The fintech industry has been witnessing solid growth for quite some time, and the momentum accelerated after the coronavirus outbreak. PayPal Holdings Inc. (NASDAQ: PYPL), the payment services company that created its own payment ecosystem, has capitalized on the digital shift. PayPal’s stock suffered a major selloff following its earnings release this week, extending the […]

November 10, 2021 3 min read

The fintech industry has been witnessing solid growth for quite some time, and the momentum accelerated after the coronavirus outbreak. PayPal Holdings Inc. (NASDAQ: PYPL), the payment services company that created its own payment ecosystem, has capitalized on the digital shift.
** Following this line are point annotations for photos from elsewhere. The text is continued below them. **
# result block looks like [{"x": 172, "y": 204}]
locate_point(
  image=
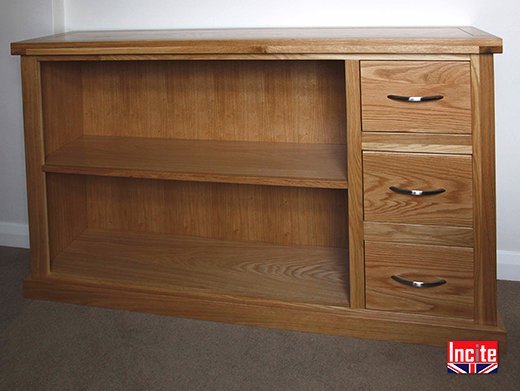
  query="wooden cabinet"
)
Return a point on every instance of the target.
[{"x": 320, "y": 180}]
PayPal’s stock suffered a major selloff following its earnings release this week, extending the downturn experienced since the July peak. It was triggered by weaker-than-expected revenue performance in the third quarter and the management’s cautious guidance. The company’s tie-up with Amazon.com Inc. (NASDAQ: AMZN) for its Venmo services added to investors’ concerns.  

Buy PYPL?

Having slipped to a one-year low, the stock has become one of the cheapest in the segment. For many, this could be a rare opportunity to own PYPL, and analysts’ strong buy recommendation underscores the bullish sentiment. Experts see a 44% growth in the next twelve months, which will take the stock close to the $300-mark.  From the investment perspective, keeping the company on the watch list would pay off.


Read management/analysts’ comments on quarterly results


The company recently clinched a deal with Amazon, allowing customers to use its Venmo wallets on the latter’s website for making payments at checkout. Earlier, the executives had denied reports that PayPal was pursuing the acquisition of social media platform Pinterest, a controversial deal that added to the stock’s downfall at one point.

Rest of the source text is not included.